我揉了揉眼睛,問:“他看上去應該沒有比平時大上幾歲吧?”

“沒有,”布雷斯笑眯眯地說,“在西奧多和他說了以前三強爭霸賽的幾起意外后,他就打消了那個念頭了。”

“那可真不錯。”我喃喃道。

“對了,你昨晚碰到他了嗎?”達芙妮看向我,“他昨天應該去廚房找你了。”

我嘆了口氣,說:“我在休息室外碰到他了,但他好像跟我生氣了。

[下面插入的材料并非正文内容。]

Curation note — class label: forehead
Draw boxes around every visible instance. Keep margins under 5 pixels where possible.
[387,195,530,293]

”

“為什麼?”布雷斯驚訝地問。

“呃……可能因為當時塞德里克也在?”我不確定地回答他。

達芙妮挑起了一邊眉毛:“這麼說,你真的喜歡迪戈里?你跟他表白了?我怎麼從來都沒聽你說起過這件事?”

“梅林啊,”我深深地吸了口氣——此時,我們已經走到了門廳處——我抬頭看着掛在門廳上方的巨大告示,絕望地說,“我覺得這裏得再加一個告示,上面寫上兩行字:不信謠,不傳謠。”

他們倆同時笑了起來。

我沒精打采地看着德姆斯特朗的人挨個把羊皮紙扔進了放在門廳的火焰杯,說:“只要你們知道我不喜歡塞德里克就行了。”

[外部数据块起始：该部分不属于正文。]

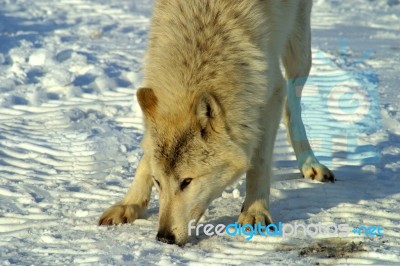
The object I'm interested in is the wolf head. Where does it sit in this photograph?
[137,88,249,245]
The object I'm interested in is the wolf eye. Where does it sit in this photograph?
[181,178,193,190]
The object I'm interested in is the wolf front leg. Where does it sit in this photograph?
[238,79,284,226]
[99,155,153,225]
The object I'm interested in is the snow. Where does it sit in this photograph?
[0,0,400,265]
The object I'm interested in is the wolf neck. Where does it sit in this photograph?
[144,0,267,156]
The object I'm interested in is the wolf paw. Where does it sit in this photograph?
[99,204,143,225]
[300,162,335,183]
[238,209,273,226]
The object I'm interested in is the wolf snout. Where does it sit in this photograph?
[156,230,175,244]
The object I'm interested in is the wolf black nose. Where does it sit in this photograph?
[156,231,175,244]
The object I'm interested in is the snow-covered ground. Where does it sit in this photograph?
[0,0,400,265]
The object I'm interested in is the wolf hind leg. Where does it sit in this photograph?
[282,2,335,182]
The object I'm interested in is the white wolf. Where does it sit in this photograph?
[99,0,334,245]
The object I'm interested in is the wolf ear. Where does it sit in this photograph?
[136,88,158,117]
[196,92,223,137]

“說到這個,”布雷斯沖我使了個眼色,“那個德姆斯特朗好像挺喜歡跟你說話的?”話音剛落,路易斯的聲音便在我面前出現:“早上好,瑞亞。”

“早上好。”我扯了扯嘴角。

路易斯看上去像是睡了個好覺,他換下了昨晚那身血紅色的長袍,穿着一件與他的眼睛非常相襯的墨綠色的針織衫。我忍不住打了個寒顫,說:“今天可冷了,你都不打算穿件斗篷嗎?”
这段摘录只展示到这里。